Click Here for Audio Sample

Duke Ellington

Duke Ellington's Orchestra was a complex configuration of many spiritual and musical elements. To be sure, it was Duke Ellington's music which was created here; but it was just as much the music of each individual member of the band. Many Ellington pieces were genuine collective achievements, but it was Ellington who headed the collective. Attempts have been made to describe how Ellingron recordings came into being - but the process is so subtle that verbalization appears crude. Duke, or his alter ego, the late Billy Strayhorn, arranger and jazz composer, or one of the members of the band, would come to the studio with a theme. Ellington would play it on the piano. The rhythm section would fall in.

One or another of the horn men would pick it up. Baritone saxophonist Harry Carney might improvise a solo on it. The brass would make up a suitable background for him. And Ellington would sit at the piano and listen, gently accenting the harmonies - and suddenly he'd know: This is how the piece should sound and no other way ... in the real meaning of the word he improvised it into being.

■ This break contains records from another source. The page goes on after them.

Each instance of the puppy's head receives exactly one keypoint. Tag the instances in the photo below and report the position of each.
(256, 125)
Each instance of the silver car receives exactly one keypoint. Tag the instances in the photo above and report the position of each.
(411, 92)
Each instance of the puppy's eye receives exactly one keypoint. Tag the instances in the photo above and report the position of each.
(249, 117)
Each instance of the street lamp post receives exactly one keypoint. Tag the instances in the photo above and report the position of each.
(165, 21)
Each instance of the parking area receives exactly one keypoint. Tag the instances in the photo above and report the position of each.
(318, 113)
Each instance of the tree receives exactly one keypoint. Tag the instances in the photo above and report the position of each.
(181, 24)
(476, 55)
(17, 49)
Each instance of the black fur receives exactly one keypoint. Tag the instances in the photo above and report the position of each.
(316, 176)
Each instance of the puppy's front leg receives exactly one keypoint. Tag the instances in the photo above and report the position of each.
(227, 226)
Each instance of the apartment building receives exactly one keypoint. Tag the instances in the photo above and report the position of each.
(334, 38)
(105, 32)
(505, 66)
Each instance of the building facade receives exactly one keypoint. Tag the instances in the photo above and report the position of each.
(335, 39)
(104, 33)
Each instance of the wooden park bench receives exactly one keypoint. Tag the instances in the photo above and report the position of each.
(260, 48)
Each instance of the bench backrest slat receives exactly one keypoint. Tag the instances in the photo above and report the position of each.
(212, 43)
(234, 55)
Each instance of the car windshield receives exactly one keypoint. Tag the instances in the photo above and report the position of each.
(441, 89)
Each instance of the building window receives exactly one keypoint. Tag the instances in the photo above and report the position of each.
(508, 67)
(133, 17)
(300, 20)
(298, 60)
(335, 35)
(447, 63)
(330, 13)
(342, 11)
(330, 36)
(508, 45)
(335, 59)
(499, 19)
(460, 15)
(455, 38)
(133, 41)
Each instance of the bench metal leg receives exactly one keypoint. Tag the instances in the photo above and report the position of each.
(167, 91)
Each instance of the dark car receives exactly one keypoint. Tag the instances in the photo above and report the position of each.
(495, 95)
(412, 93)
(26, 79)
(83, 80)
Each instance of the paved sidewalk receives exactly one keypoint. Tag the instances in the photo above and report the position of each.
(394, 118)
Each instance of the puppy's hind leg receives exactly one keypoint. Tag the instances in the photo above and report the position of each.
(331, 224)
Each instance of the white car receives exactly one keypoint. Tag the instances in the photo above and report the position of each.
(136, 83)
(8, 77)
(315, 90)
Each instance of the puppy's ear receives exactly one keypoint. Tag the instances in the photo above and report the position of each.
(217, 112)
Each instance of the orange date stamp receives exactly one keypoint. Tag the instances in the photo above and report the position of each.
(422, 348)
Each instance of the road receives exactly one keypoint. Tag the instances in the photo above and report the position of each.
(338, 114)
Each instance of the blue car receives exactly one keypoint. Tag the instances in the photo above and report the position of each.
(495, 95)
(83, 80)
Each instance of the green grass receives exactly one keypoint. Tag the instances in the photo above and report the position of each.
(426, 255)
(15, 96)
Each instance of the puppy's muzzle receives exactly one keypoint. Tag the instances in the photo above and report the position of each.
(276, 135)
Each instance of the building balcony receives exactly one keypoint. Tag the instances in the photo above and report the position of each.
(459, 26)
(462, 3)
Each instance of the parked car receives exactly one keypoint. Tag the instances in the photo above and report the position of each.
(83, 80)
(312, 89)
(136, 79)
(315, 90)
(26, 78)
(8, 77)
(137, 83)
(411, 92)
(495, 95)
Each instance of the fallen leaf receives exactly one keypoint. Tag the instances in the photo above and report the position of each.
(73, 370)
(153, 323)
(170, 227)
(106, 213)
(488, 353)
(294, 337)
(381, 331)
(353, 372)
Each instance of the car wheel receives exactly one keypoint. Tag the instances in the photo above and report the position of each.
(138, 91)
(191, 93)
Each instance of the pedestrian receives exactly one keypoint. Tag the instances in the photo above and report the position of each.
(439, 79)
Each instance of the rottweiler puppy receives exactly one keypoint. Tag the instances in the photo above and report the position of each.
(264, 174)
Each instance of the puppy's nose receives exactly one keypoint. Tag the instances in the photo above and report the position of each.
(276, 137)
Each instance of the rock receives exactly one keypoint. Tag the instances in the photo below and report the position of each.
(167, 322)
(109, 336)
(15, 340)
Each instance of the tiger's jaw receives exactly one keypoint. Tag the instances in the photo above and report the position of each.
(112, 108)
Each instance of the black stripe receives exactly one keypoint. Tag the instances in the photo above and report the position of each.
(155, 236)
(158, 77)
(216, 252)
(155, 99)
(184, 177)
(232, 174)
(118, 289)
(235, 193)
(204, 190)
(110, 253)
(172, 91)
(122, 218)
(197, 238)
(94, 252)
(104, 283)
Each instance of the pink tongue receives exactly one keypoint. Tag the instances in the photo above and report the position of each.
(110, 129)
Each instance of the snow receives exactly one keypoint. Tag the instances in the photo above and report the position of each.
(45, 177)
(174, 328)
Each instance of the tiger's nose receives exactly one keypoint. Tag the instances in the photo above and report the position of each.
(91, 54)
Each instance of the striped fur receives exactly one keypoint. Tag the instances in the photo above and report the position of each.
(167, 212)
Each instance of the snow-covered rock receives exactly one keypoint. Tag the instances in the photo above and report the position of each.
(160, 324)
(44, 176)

Once, it is said, Paul Whiteman and Ferde Grofe, his arranger, went night after night to the club where Ellington was playing, because they wanted to assimilate some of Ellington's typical sounds. Finally they gave up: "You can't steal from him." No matter how memorable and melodic Ellington's popular melodies had become, they seemed to lose too much of their essence when not played by Ellington himself.